The Generalized TTL Security Mechanism (GTSM) for the Label Distribution Protocol (LDP)
Summary: Needs a YES. Needs 5 more YES or NO OBJECTION positions to pass.
Note: This ballot was opened for revision 07 and is now closed.
( Stewart Bryant ) Yes
( Adrian Farrel ) Yes
( Ron Bonica ) No Objection
( Gonzalo Camarillo ) No Objection
Benoit Claise No Objection
( Ralph Droms ) No Objection
( Wesley Eddy ) No Objection
Stephen Farrell No Objection
Comment (2012-06-05 for -08)
(1) 5082 has a MUST for authentication if negotiating GSTM. I don't get why this "built-in" negotiation, which seems to me to be added post-facto, gets around this need for strong authentication.
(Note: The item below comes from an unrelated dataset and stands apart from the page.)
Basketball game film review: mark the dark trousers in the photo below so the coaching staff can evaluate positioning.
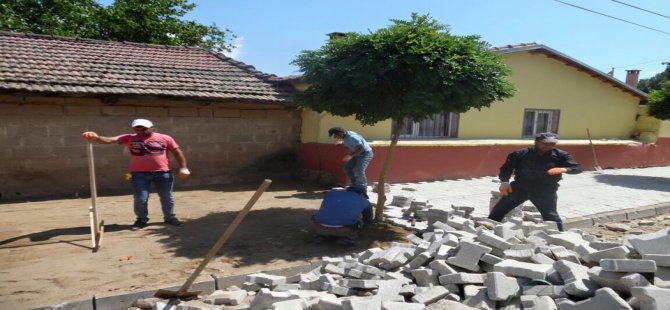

I'm not going to insist that you define such authentication, (be nice if someone did though), but I do think you need to say you're not adhering to the MUST from 5082. (2) When receiving an LDP Link Hello with G=1, what checks are to be made on the TTL for that packet? If you don't enforce GSTM on that, then presumably attacks could be mounted with a Link Hello that has G=0, defeating the negotiation (hence point (1) above I guess;-). Why is this ok? If you're really taking a "leap of faith" here, then that's probably fine, but should be stated IMO. In any case I think you need to be clear about whether the TTL on this packet needs checking or not. nits: - typo in section 3? "(i.e.,g G=1)" - s/g//? - typo in section 5: s/may cause LDP peering session/may cause an LDP peering session/
Brian Haberman No Objection
( Russ Housley ) No Objection
Barry Leiba No Objection
Comment (2012-06-05 for -08)
Substantive comments; these are non-blocking, but please consider them seriously, and feel free to chat with me about them: -- 2.1 -- The G flag is meaningful only if the T flag is set to 0 (which must be the case for Basic Discovery), otherwise, the value of G flag SHOULD be ignored on receipt. What happens if it isn't? SHOULD means, basically, MUST unless you fully understand the consequences... so what are the consequences, so that an implementor might have a chance to understand them? ======== Other comments; no need to respond to these. Take them or modify them as you please: -- 1 -- Therefore, GTSM can fully benefit LDP protocol peering session established using Basic Discovery. I don't understand this sentence; maybe there's a word missing. But it also seems awkward. Does it mean this?: NEW Therefore, GTSM can provide full benefit to an LDP protocol peering session that was established using Basic Discovery. That is, the desire to use GTSM (i.e., its negotiation mechanics) is enabled by default without any configuration. But you just said that RFC 5082 said not to do that. I understand what you're getting at, so maybe this will make it clear?: NEW That is, the desire to use GTSM (i.e., its negotiation mechanics) is enabled by default without any configuration, while retaining the spirit of the advice in RFC 5082.